Ratel UI not connecting to Alpha using TLS

ggilmartin · October 22, 2020, 2:49pm

Hi guys,

I’m trying to run Dgraph in a docker network (Alpha, Zero and Ratel)
The network spins up fine and everything looks good until I try and connect to the Alpha via Ratel.

I followed this page https://dgraph.io/docs/deploy/tls-configuration/ but can’t get the connection to work with TLS.
My Alpha docker container is telling me no TLS cert was provided

TLS handshake error from X.X.X.X: remote error: tls: unknown certificate

and also

TLS handshake error from X.X.X.X: tls: client didn’t provide a certificate

I have the generated .p12 cert in my Mac keychain as per the above documentation, but nothing seems to work.

Any help would be much appreciated

MichelDiz · October 22, 2020, 6:09pm

Can you share the actual steps/commands used?

joaquin · October 23, 2020, 12:45am

As you are using keychain, I will deduce using Chrome for this. And as you are using the .p12 cert, I assume you want to use Mutual TLS, where the Alpha authenticates the client (Chrome) using the client cert/key in .p12 format?

Can you get this to work without Mutual Authentication, just TLS without client authentication?
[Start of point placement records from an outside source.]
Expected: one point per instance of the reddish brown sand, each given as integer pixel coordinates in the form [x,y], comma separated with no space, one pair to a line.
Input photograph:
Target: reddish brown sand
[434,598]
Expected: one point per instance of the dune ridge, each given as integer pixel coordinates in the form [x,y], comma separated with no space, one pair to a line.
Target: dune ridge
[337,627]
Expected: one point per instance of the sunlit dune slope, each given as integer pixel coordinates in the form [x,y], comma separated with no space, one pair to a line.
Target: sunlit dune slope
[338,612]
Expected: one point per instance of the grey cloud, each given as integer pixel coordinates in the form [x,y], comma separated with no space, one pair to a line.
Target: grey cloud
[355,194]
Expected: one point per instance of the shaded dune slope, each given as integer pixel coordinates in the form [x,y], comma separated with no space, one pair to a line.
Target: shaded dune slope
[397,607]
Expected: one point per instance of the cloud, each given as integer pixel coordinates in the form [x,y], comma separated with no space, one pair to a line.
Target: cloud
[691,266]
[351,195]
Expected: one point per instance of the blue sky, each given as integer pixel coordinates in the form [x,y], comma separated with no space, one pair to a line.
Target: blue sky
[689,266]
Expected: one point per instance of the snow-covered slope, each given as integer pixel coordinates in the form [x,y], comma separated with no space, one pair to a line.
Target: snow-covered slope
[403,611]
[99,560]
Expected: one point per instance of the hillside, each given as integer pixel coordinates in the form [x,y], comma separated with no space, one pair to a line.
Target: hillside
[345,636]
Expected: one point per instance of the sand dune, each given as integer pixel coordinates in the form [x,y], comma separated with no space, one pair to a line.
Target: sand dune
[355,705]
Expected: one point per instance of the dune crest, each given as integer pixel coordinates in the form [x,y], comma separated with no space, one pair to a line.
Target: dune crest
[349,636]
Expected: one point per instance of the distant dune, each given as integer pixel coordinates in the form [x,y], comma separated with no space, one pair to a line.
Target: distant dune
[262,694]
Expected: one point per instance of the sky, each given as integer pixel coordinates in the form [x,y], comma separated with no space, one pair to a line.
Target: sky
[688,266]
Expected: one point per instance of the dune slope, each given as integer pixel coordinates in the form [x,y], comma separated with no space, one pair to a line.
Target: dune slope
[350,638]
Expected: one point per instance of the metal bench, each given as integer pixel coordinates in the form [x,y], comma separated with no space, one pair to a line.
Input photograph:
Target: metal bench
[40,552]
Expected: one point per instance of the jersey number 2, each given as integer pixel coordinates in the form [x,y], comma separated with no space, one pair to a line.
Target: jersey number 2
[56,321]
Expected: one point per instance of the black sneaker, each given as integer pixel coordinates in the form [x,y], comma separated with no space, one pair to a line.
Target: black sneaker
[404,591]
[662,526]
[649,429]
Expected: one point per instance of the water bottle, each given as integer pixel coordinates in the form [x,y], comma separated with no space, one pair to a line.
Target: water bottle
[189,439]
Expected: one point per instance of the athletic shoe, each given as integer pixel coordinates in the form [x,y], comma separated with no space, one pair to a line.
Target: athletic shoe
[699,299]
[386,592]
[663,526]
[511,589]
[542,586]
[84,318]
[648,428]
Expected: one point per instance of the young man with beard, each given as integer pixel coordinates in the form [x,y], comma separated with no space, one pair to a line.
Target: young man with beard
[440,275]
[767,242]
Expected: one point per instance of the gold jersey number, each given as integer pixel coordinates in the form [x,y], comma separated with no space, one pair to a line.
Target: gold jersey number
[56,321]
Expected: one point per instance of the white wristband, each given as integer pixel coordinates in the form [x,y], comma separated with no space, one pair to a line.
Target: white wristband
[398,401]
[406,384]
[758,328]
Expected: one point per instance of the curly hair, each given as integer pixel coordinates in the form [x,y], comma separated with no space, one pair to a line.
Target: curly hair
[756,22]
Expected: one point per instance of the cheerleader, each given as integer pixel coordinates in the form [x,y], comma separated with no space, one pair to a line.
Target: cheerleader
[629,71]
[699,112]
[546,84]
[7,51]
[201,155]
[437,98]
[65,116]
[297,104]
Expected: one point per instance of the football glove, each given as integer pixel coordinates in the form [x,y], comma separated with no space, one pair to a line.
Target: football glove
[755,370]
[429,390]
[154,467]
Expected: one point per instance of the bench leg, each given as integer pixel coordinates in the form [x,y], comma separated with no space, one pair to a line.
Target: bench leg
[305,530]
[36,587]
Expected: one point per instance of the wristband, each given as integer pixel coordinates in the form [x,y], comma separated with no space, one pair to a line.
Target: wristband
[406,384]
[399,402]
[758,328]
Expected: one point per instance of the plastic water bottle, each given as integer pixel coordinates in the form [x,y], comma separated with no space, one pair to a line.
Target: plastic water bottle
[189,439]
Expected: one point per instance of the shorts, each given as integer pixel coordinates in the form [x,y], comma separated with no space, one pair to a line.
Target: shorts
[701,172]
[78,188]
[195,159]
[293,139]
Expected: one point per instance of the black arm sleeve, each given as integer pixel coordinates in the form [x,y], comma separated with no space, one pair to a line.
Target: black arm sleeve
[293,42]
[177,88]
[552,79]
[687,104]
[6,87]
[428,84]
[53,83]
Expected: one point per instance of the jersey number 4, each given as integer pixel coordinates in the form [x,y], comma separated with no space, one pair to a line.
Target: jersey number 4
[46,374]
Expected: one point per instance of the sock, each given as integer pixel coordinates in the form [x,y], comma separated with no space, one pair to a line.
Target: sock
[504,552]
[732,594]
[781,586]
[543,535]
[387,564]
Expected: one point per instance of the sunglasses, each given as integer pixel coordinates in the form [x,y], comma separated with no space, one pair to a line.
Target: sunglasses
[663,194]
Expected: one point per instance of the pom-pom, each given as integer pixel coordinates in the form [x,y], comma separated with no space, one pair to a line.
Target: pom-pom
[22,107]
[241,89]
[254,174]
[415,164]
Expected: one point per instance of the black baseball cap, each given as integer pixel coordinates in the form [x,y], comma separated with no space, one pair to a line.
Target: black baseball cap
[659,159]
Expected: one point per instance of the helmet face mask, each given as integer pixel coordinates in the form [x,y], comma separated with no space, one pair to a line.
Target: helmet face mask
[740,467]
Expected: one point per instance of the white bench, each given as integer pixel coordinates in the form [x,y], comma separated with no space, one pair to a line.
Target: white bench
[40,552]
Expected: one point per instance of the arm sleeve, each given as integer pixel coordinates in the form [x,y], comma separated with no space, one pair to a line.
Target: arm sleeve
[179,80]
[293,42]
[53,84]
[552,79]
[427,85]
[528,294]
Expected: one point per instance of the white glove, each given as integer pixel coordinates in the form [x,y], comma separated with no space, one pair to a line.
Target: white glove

Then after we can verify Mutual Authentication works.

How is alpha configured (commandline and any applicable DGRAPH_ALPHA env vars if they were used)? Did you create the certificate using localhost as the server name? What does the output of dgraph cert ls?

ggilmartin · October 27, 2020, 10:07am

Sure!
Here’s the docker-compose file I’m using

version: ‘3.6’

services:

zero:
image: dgraph/dgraph:latest
container_name: test_dgraph_zero
ports:
- 5080:5080
- 6080:6080
restart: on-failure
command: dgraph zero --my=zero:5080

alpha:
image: dgraph/dgraph:latest
container_name: test_dgraph_alpha
ports:
- 8082:8080
- 9080:9080
restart: on-failure
command:
- bash
- “-c”
- |
dgraph cert --dir /tls -n ‘localhost’
dgraph cert --dir /tls -c ‘testing’
chmod a+r /tls/client.testing.key
dgraph alpha --tls_dir /tls --whitelist=0.0.0.0/0 --tls_client_auth REQUIREANDVERIFY --zero=zero:5080

ratel:
image: dgraph/dgraph:latest
container_name: test_dgraph_ratel
ports:
- 8100:8000
command: dgraph-ratel

After I run this, the network spins up and I can connect to the Ratel UI on my browser, but cannot connect to the Alpha.
I can make the connection to the Alpha when TLS is off.

ggilmartin · October 27, 2020, 1:48pm

That’s right, I’m using Chrome and want the browser to authenticate using the client cert/key. (I’ve also tried in Firefox with no success either)

The Alpha is setup in a docker-compose file as follows

alpha:
image: dgraph/dgraph:latest
container_name: test_dgraph_alpha
ports:
- 8082:8080
- 9080:9080
restart: on-failure
command:
- bash
- “-c”
- |
dgraph cert --dir /tls -n ‘localhost’
dgraph cert --dir /tls -c ‘testing’
chmod a+r /tls/client.testing.key
dgraph alpha --tls_dir /tls --whitelist=0.0.0.0/0 --tls_client_auth --zero=zero:5080

Yes, localhost was used as the server name.